About UNC Project-Uganda
In 2004, a group of UNC physicians established the Amal Murarka International Pediatric Health Foundation in memory of their colleague, Dr. Amal Murarka, who died unexpectedly in 2003. The foundation sent a medical team to Kampala to establish the country's first pediatric intensive care unit at Mulago Hospital, Makerere University, where Dr. Murarka had previously conducted research. Subsequent work in 2007 and 2008 focused on pediatric cardiac surgery. The foundation not only built a cardiac ICU, but also performed a total of 21 life-saving pediatric cardiac surgeries.
In 2008 the foundation partnered with the Institute for Global Health and Infectious Diseases to establish UNC Project-Uganda.

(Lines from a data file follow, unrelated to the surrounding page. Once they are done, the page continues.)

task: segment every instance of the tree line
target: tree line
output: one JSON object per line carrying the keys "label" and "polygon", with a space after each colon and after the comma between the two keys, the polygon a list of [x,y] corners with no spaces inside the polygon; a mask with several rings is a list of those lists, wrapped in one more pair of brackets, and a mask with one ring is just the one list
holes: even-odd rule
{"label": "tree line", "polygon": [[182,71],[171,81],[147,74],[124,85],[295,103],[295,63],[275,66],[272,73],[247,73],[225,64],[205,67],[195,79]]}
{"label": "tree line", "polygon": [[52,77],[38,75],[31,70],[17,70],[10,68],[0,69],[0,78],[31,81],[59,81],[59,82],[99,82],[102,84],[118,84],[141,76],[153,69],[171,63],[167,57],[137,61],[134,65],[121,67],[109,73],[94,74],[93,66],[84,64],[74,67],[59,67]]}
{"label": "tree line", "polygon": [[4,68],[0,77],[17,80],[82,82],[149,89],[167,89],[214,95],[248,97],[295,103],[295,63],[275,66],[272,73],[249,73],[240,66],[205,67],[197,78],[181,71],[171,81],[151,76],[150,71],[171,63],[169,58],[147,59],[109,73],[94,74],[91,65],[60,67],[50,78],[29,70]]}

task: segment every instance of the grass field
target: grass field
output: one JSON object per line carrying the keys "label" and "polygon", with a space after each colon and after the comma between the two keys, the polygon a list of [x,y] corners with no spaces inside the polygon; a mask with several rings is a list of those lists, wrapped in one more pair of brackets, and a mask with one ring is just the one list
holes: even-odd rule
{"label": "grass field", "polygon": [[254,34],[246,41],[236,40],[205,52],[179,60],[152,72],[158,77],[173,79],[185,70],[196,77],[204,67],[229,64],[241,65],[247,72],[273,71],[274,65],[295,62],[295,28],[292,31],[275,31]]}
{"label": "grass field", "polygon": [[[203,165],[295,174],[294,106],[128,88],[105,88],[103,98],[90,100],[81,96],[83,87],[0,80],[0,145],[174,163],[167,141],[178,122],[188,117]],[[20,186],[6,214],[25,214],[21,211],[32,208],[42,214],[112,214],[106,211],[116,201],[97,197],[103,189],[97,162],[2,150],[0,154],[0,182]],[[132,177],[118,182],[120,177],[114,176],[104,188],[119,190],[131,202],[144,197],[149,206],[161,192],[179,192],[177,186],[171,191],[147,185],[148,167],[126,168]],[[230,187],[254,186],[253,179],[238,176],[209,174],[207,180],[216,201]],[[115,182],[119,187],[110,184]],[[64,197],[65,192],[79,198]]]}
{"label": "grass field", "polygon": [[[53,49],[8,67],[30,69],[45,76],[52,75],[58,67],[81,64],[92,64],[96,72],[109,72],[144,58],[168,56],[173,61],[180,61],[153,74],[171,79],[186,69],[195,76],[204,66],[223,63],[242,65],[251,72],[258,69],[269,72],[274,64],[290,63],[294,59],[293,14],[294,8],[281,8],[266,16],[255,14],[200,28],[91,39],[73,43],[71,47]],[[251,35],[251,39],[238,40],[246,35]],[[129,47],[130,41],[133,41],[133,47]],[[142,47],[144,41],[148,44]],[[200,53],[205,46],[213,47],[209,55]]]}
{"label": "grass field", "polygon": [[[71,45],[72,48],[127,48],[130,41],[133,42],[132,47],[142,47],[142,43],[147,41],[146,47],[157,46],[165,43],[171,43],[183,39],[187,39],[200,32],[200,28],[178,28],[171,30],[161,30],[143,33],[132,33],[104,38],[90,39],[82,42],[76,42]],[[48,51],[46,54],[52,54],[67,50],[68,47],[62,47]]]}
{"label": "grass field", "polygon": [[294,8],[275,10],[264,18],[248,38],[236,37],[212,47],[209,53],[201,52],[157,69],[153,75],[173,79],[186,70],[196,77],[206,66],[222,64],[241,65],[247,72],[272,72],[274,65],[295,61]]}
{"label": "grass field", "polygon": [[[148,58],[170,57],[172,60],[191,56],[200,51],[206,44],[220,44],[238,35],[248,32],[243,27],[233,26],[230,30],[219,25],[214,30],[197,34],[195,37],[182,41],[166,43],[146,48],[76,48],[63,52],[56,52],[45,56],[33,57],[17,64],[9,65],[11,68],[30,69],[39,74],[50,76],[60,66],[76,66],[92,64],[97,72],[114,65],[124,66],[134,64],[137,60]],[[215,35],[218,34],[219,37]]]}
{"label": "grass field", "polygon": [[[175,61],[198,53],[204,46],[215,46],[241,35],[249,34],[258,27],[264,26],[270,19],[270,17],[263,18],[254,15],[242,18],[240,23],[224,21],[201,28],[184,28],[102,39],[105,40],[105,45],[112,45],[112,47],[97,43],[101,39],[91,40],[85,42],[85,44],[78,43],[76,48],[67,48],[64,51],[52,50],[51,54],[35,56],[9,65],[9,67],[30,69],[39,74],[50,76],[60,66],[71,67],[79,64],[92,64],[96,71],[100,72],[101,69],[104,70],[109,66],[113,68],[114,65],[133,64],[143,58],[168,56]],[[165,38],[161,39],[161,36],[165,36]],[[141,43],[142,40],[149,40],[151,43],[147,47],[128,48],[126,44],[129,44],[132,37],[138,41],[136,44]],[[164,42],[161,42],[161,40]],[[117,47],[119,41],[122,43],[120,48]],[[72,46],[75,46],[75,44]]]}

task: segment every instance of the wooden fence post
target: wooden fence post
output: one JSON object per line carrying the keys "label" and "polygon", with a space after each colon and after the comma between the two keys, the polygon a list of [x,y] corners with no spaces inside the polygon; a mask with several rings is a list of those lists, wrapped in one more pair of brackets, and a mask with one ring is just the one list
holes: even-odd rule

MissionThe UNC Project-Uganda was established to support sustainable delivery of compassionate and competent health care to infants, children, and adolescents in Uganda; to improve the medical knowledge of the Ugandan health care workforce through in-country training and a physician exchange program; and to provide advanced medical equipment, medications, and services necessary for the delivery of compassionate and competent pediatric care in Uganda.
Monday, October 5, 2009
What strikes me about this mission is the outstanding teamwork amongst the UNC team members and the Uganda Heart Institute staff with a common goal to provide safe surgical and postoperative conditions. There have been numerous tribulations this year ranging from illness in both the US and Ugandan team members; several children with respiratory infections and 3 of the children with active malaria. The anesthesia delivery system failed in the middle of one of the cases requiring completion of the case without it and a late night anesthesia machine repair “party” to repair it as replacement parts were not available. Drs. Mijumbi and Ejoku, the Ugandan anesthesiologists have demonstrated excellent clinical skills and are close to functioning independently.
Through all of the adversity team members have tirelessly pitched in- nurses, Respiratory Care Practitioners, biomedical engineers, surgeons and ICU attendings alike - to assist the anesthesia team in providing safe intraoperative care of the children. Separate thanks need to go to Karla, Katherine, Jen and Rueben assuring that all needed supplies were on site and Dr. Kocis for his energy, enthusiasm and effectiveness in coordinating such a large scale project.